3. Longest Substring Without Repeating Characters

MediumHash TableStringSliding Window
Leetcode Link

Problem Description

The task is to find the length of the longest substring within a given string s that does not contain any repeating characters. A substring is defined as a contiguous sequence of characters within a string. The goal is to seek out the longest possible substring where each character is unique; no character appears more than once.

Imagine you have a unique piece of string and you want to make the longest possible necklace with beads where each bead must have a different shape or color. How would you pick beads so that repeats are avoided? Similar to this, the problem requires us to find such a unique sequence of characters in the given string s.

Intuition

To solve this challenge, the approach revolves around using a sliding window to scan through the string s while keeping track of unique characters we've seen so far. This technique involves expanding and shrinking a window on different portions of the string to cover the non-repeating sequence of characters.

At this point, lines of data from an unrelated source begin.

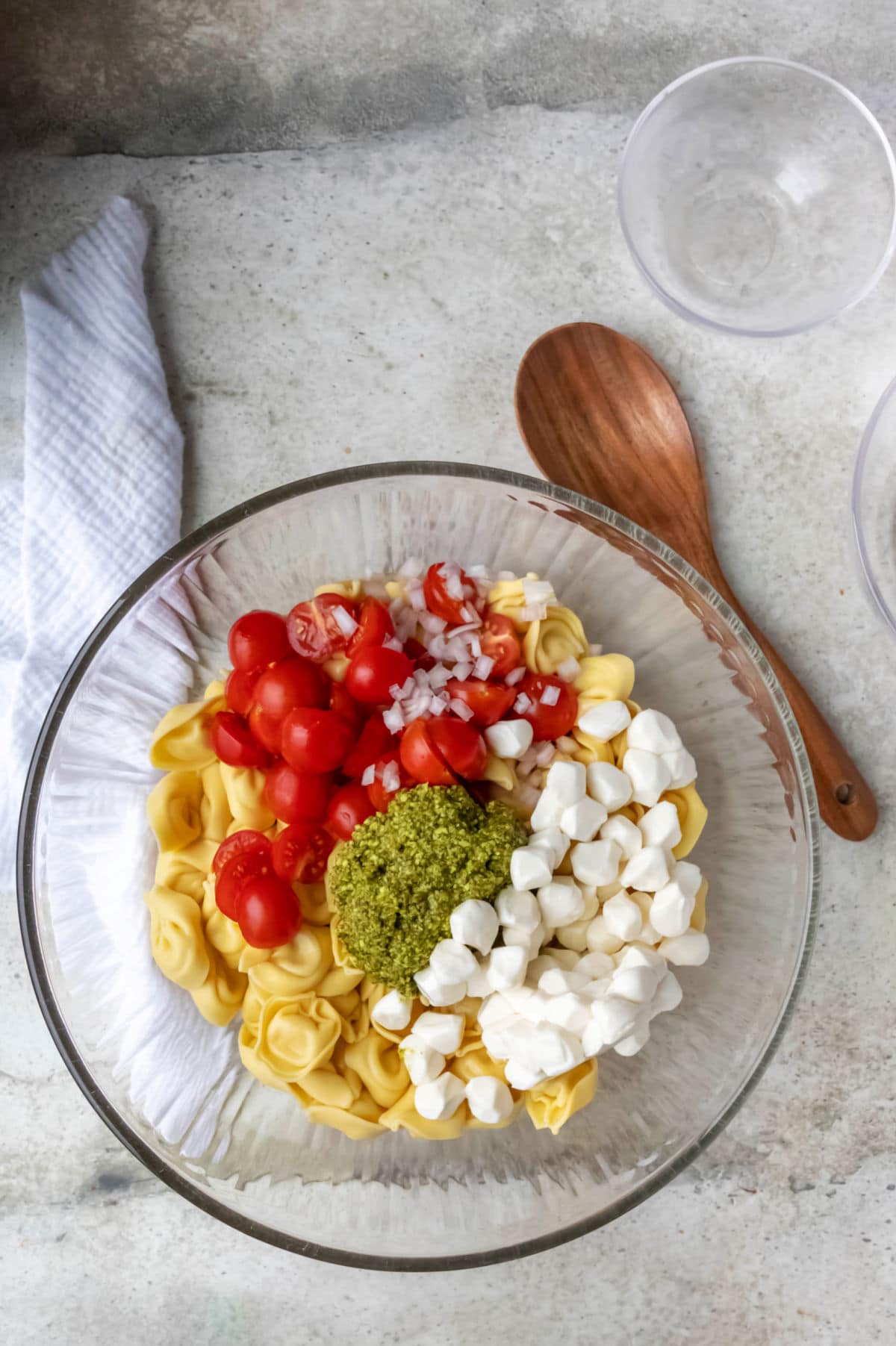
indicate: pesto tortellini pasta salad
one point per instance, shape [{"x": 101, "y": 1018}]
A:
[{"x": 427, "y": 853}]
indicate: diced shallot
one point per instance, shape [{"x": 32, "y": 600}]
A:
[
  {"x": 538, "y": 591},
  {"x": 394, "y": 719},
  {"x": 343, "y": 620}
]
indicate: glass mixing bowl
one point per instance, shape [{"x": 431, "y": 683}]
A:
[
  {"x": 171, "y": 1086},
  {"x": 875, "y": 506},
  {"x": 758, "y": 197}
]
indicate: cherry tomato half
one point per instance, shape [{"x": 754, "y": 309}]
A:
[
  {"x": 229, "y": 883},
  {"x": 420, "y": 655},
  {"x": 550, "y": 722},
  {"x": 268, "y": 912},
  {"x": 380, "y": 797},
  {"x": 314, "y": 632},
  {"x": 441, "y": 602},
  {"x": 373, "y": 744},
  {"x": 461, "y": 746},
  {"x": 290, "y": 684},
  {"x": 296, "y": 796},
  {"x": 347, "y": 809},
  {"x": 258, "y": 638},
  {"x": 488, "y": 702},
  {"x": 315, "y": 741},
  {"x": 300, "y": 853},
  {"x": 376, "y": 669},
  {"x": 244, "y": 840},
  {"x": 420, "y": 758},
  {"x": 265, "y": 730},
  {"x": 374, "y": 626},
  {"x": 346, "y": 707},
  {"x": 240, "y": 690},
  {"x": 233, "y": 744},
  {"x": 500, "y": 642}
]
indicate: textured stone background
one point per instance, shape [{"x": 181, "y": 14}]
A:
[{"x": 357, "y": 298}]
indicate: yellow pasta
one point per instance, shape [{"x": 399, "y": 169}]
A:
[
  {"x": 244, "y": 788},
  {"x": 692, "y": 817},
  {"x": 221, "y": 995},
  {"x": 553, "y": 641},
  {"x": 176, "y": 938},
  {"x": 296, "y": 1035},
  {"x": 174, "y": 809},
  {"x": 214, "y": 811},
  {"x": 182, "y": 737},
  {"x": 699, "y": 915},
  {"x": 553, "y": 1103},
  {"x": 380, "y": 1066},
  {"x": 305, "y": 1009}
]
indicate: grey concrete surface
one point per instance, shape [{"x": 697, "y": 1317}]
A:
[
  {"x": 151, "y": 77},
  {"x": 370, "y": 300}
]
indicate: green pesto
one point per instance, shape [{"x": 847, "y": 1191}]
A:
[{"x": 404, "y": 871}]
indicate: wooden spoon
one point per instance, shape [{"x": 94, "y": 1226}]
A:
[{"x": 599, "y": 417}]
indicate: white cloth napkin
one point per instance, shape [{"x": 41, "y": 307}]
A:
[{"x": 102, "y": 469}]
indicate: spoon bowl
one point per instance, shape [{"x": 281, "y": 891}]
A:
[{"x": 599, "y": 417}]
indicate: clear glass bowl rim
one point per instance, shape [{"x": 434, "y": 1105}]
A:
[
  {"x": 859, "y": 532},
  {"x": 28, "y": 820},
  {"x": 691, "y": 314}
]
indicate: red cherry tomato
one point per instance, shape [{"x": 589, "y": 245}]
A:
[
  {"x": 461, "y": 746},
  {"x": 315, "y": 741},
  {"x": 240, "y": 690},
  {"x": 265, "y": 730},
  {"x": 268, "y": 912},
  {"x": 258, "y": 638},
  {"x": 314, "y": 632},
  {"x": 233, "y": 744},
  {"x": 374, "y": 626},
  {"x": 373, "y": 744},
  {"x": 380, "y": 797},
  {"x": 236, "y": 844},
  {"x": 488, "y": 702},
  {"x": 441, "y": 602},
  {"x": 229, "y": 883},
  {"x": 500, "y": 642},
  {"x": 300, "y": 853},
  {"x": 550, "y": 722},
  {"x": 346, "y": 705},
  {"x": 420, "y": 655},
  {"x": 290, "y": 684},
  {"x": 347, "y": 809},
  {"x": 373, "y": 670},
  {"x": 420, "y": 758},
  {"x": 296, "y": 796}
]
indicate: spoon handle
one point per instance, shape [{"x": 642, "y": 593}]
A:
[{"x": 845, "y": 799}]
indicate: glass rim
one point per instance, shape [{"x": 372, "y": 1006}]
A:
[
  {"x": 859, "y": 532},
  {"x": 27, "y": 835},
  {"x": 692, "y": 314}
]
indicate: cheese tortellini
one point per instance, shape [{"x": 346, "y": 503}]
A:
[{"x": 305, "y": 1012}]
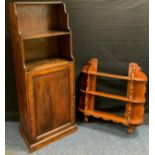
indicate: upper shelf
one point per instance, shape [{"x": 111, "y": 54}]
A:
[{"x": 44, "y": 34}]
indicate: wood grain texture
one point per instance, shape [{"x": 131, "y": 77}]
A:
[
  {"x": 135, "y": 98},
  {"x": 44, "y": 67}
]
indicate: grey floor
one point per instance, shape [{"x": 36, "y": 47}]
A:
[{"x": 95, "y": 138}]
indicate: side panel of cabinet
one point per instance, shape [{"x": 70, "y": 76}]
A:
[{"x": 49, "y": 99}]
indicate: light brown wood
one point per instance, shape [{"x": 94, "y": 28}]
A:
[
  {"x": 44, "y": 66},
  {"x": 44, "y": 34},
  {"x": 135, "y": 98}
]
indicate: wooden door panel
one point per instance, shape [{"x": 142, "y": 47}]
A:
[{"x": 51, "y": 99}]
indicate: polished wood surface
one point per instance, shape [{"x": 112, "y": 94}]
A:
[
  {"x": 135, "y": 99},
  {"x": 44, "y": 66}
]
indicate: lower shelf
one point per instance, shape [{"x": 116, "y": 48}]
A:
[
  {"x": 39, "y": 144},
  {"x": 42, "y": 64},
  {"x": 107, "y": 116}
]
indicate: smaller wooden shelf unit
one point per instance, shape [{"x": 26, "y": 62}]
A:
[{"x": 135, "y": 98}]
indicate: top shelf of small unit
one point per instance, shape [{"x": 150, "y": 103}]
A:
[{"x": 44, "y": 34}]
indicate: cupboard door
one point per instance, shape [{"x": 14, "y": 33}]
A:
[{"x": 50, "y": 99}]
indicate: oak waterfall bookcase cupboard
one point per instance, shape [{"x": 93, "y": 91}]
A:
[
  {"x": 44, "y": 67},
  {"x": 135, "y": 98}
]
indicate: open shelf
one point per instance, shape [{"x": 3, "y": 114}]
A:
[
  {"x": 112, "y": 96},
  {"x": 114, "y": 76},
  {"x": 107, "y": 116},
  {"x": 43, "y": 34},
  {"x": 42, "y": 64}
]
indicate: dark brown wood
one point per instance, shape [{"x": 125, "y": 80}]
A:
[
  {"x": 44, "y": 66},
  {"x": 135, "y": 98}
]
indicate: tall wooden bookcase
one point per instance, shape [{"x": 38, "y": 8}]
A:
[{"x": 44, "y": 66}]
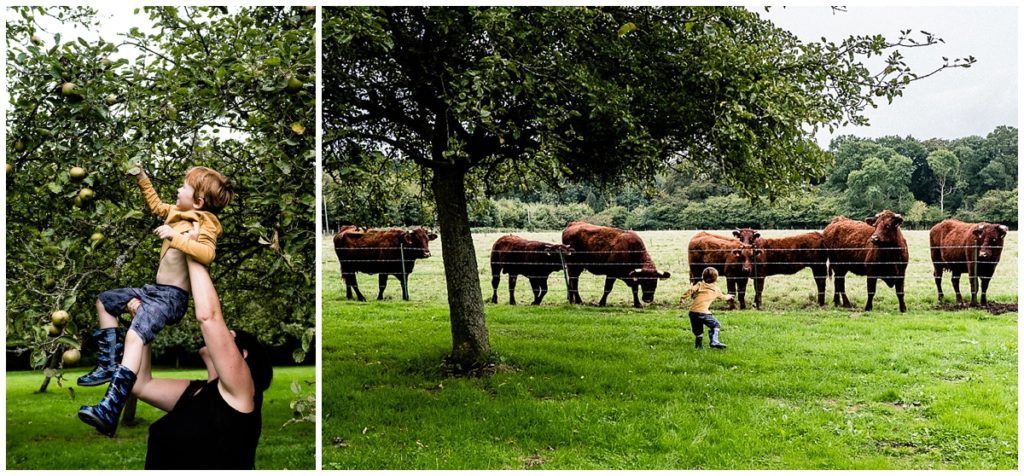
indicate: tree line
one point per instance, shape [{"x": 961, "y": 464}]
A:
[{"x": 971, "y": 178}]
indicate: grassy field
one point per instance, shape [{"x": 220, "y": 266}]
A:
[
  {"x": 583, "y": 387},
  {"x": 44, "y": 432}
]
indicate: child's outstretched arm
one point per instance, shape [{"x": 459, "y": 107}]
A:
[{"x": 152, "y": 199}]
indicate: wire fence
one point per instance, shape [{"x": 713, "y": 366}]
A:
[{"x": 758, "y": 267}]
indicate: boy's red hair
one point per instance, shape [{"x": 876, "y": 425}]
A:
[{"x": 214, "y": 187}]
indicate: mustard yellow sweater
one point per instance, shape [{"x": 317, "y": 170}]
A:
[
  {"x": 202, "y": 250},
  {"x": 704, "y": 294}
]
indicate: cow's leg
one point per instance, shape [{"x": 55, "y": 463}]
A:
[
  {"x": 512, "y": 280},
  {"x": 348, "y": 289},
  {"x": 403, "y": 280},
  {"x": 937, "y": 272},
  {"x": 496, "y": 278},
  {"x": 872, "y": 285},
  {"x": 574, "y": 286},
  {"x": 759, "y": 287},
  {"x": 730, "y": 286},
  {"x": 972, "y": 274},
  {"x": 608, "y": 284},
  {"x": 381, "y": 284},
  {"x": 899, "y": 293},
  {"x": 841, "y": 290},
  {"x": 741, "y": 292},
  {"x": 954, "y": 278},
  {"x": 820, "y": 275},
  {"x": 540, "y": 286},
  {"x": 635, "y": 287},
  {"x": 354, "y": 286},
  {"x": 984, "y": 290}
]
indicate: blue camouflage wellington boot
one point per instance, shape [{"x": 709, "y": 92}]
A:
[
  {"x": 105, "y": 415},
  {"x": 112, "y": 347},
  {"x": 715, "y": 344}
]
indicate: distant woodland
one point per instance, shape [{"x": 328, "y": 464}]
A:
[{"x": 971, "y": 178}]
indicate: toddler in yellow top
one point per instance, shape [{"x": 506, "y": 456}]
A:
[
  {"x": 704, "y": 293},
  {"x": 190, "y": 230}
]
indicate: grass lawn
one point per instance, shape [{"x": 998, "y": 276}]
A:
[
  {"x": 44, "y": 432},
  {"x": 582, "y": 387}
]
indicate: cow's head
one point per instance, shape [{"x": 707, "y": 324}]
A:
[
  {"x": 988, "y": 239},
  {"x": 417, "y": 243},
  {"x": 555, "y": 250},
  {"x": 647, "y": 278},
  {"x": 748, "y": 254},
  {"x": 747, "y": 235},
  {"x": 886, "y": 225}
]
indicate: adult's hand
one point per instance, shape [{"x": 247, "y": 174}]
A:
[{"x": 236, "y": 382}]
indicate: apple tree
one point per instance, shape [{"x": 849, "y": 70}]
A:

We use two pointers i (the start of the window) and j (the end of the window) to represent the current segment of the string we're looking at. If we see a new character that hasn't appeared in the current window, it's safe to add this character to our current sequence and move the end pointer j ahead.

However, if we find a character that's already in our current window, it means we've found a repeat and must therefore move the start pointer i forward. We do this by removing characters from the start of our window until the repeating character is eliminated from it.

During this process, we always keep track of the maximum length of the substring found that meets the condition. The length of the current unique character substring can be calculated by taking the difference of the end and start pointers j - i and adding 1 (since our count is zero-indexed).

At the end of this process, when we've checked all characters in the string, the maximum length we tracked gives us the length of the longest substring without repeating characters.

Learn more about Sliding Window patterns.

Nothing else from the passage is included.